The amount spent on capital expenditures (“capex”) in the U.S. lodging industry is forecast to reach a record US$6 billion, an increase of 7% versus 2013, according to a study by Bjorn Hanson, clinical professor at the Preston Robert Tisch Center for Hospitality and Tourism at the NYU School of Professional Studies.

Expenditures have increased every year since 2010 after decreases of 40% in 2009 and an additional 18% in 2010 in response to decreasing occupancy, ADR, RevPAR and profits.

The expenditures in 2014 reflect deferred items from 2009 to 2012 and meeting new brand standards, ranging from new or enhanced in-room equipment to redesigned lobbies.

Although total 2013 U.S. capital expenditures were a record, the nominal amount per available room was slightly less (approximately 3%) than in 2008. The 2014 amount will be a record for both real and nominal values.

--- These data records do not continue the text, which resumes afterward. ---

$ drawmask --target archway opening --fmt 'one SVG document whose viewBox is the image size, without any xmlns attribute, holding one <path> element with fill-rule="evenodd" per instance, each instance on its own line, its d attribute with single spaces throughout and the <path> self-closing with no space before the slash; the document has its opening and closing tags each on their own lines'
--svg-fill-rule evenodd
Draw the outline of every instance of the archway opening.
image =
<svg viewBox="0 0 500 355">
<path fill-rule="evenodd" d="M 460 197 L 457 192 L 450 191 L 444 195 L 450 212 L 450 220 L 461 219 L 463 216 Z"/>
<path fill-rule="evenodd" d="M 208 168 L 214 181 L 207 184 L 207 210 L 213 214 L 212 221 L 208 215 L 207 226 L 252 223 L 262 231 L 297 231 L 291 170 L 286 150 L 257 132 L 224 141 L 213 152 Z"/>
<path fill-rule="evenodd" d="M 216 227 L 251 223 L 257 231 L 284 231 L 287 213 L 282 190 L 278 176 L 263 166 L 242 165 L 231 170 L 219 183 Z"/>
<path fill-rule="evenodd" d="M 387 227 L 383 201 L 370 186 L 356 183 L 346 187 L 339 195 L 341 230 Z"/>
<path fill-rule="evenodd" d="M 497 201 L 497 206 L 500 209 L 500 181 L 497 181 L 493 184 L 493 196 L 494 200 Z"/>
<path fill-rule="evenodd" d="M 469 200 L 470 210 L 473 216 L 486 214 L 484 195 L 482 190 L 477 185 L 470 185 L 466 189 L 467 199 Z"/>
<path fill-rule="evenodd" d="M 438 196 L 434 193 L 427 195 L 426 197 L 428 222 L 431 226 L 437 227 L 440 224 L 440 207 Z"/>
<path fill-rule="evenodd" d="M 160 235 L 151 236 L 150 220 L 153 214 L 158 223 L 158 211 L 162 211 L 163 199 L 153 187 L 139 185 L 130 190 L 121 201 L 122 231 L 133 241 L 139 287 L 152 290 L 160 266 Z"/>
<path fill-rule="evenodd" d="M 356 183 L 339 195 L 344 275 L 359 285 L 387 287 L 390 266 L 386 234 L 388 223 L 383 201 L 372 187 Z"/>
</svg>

Previous flexibility on implementing improvements is disappearing, according to Hanson, as brands and management companies are now requiring these improvements to maintain quality and brand standards.

In addition to brand and management company influence over capital expenditures, social media postings are resulting in additional capital expenditures as owners become more aware of and respond to criticisms and unfavorable comments.

These estimates are based on interviews with selected hotel executives (including brand and management company representatives) and design and construction executives, an analysis of brand standards and other sources including press releases and media reports.